Anders verhält es sich hingegen an einem Freitag, den dreizehnten. Schon am Abend zuvor wird es still in den Oldenburger Gassen und Straßen, die Bürger ziehen sich zurück.

Das ist das Startsignal der sogenannten Spökenweiber. Aus dem Kellergewölbe des Oldenburger Rathauses wird sodann der Spökenschleier hervorgeholt – ein Tuch, etwa anderthalb mal so groß wie Oldenburg. In jahrelanger Schneiderinnenarbeit wurde es von den Spökenweibern zusammengenäht, und mit den Worten bestickt Unglück, zieh vorüber. 

Noch vor Mitternacht wird es sorgfältig über die Häuser, Kirchdächer und Türme Oldenburgs gezogen und an ein paar Scheunen und Zaunpfählen des Stadtrandes befestigt. Am Morgen des 13., wenn Oldenburg aufwacht, befindet es sich bereits sicher versteckt unser einem beige-grünen Tarntuch, das es mit seiner Umgebung verschmelzen lässt.

Wenn nun also das Unglück von Norden her sich auf den Weg über das Land macht, verpasst es Oldenburg, und vage nur prägt sich ihm die Aufforderung ein, vorüberzuziehen und mit umso größerem Furor auf die südlicher gelegenen Landesteile hinabzufahren.

Eine Hochburg des Karnevals [ 6 ]

Kaum jemandem ist geläufig, dass Oldenburg die tollste Hochburg des Karnevals ist.

Und das kam so:

Vor langer Zeit, bei einem der besonders heftigen Stürme im Vorfrühling, trug eine Orkanböe eine ganze Sanddüne – aus Dänemark, so mutmaße man – herüber und ließ die Sandmassen mitten auf den Platz vor dem Rathaus rieseln.

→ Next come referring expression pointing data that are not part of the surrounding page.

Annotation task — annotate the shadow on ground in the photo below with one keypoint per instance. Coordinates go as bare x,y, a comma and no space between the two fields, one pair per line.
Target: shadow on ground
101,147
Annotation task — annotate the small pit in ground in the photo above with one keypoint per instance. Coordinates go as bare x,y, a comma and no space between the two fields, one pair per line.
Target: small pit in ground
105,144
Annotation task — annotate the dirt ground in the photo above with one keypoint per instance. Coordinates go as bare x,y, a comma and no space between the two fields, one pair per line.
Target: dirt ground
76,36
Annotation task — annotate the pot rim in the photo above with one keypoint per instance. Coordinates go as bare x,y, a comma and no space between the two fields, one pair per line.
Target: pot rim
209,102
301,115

Sobald der Sand zum Liegen kam, klarte das Wetter auf, die Sonne schien – kurz, es war der schönste Montag, den man seit Langem erlebt hatte. Der Bürgermeister, ein handfester Sohn der Stadt, erklärte den Tag zum Feiertag und verpflichtete alle Bürger Oldenburgs zum ausgelassenen Burgenbau.

Männer, Frauen und Kinder stapften mit Wassereimern und Schaufeln auf der Düne herum und schichteten Lage um Lage. Es wurde getrunken, gesungen und gelacht, der Bürgermeister versank bis zum Bauch in einer der Lagen und lachte sich darüber halbtot.

Seither wird Jahr um Jahr zur Zeit, wenn in anderen Städten Karneval gefeiert wird, in Oldenburg eine Ladung Sand aus Dänemark bestellt, der Tradition wegen. Wer es schafft, den Bürgermeister als erstes bis zum Bauch im Sand zu vergraben, gewinnt.

Die Oldenlöcher [ 7 ]

Oldenburg ist ein gemeingefährlicher Ort, den man, wenn man an seinem Leben hängt, besser meiden sollte. Wenigstens bei Regen.

Nicht genug, dass Oldenburg sich auf der Nordhalbkugel befindet, und somit alle Jahreszeiten genau falsch herum statt finden; abgesehen davon wechselt das Wetter alle halbe Stunde und hält die Oldenburger zum Narren. Die meisten von ihnen trauen sich nur noch mit großen Koffern oder Seesäcken auf die Straße, in denen sie Kleidung für alle Eventualitäten mit sich führen. Mit der Zeit sind besonders praktisch veranlagte Gemüter dazu übergegangen, sich an strategisch günstigen Straßenkreuzungen und Plätzen kleine Erdhöhlen zu graben, in denen sie ihre Ausrüstung verstauen.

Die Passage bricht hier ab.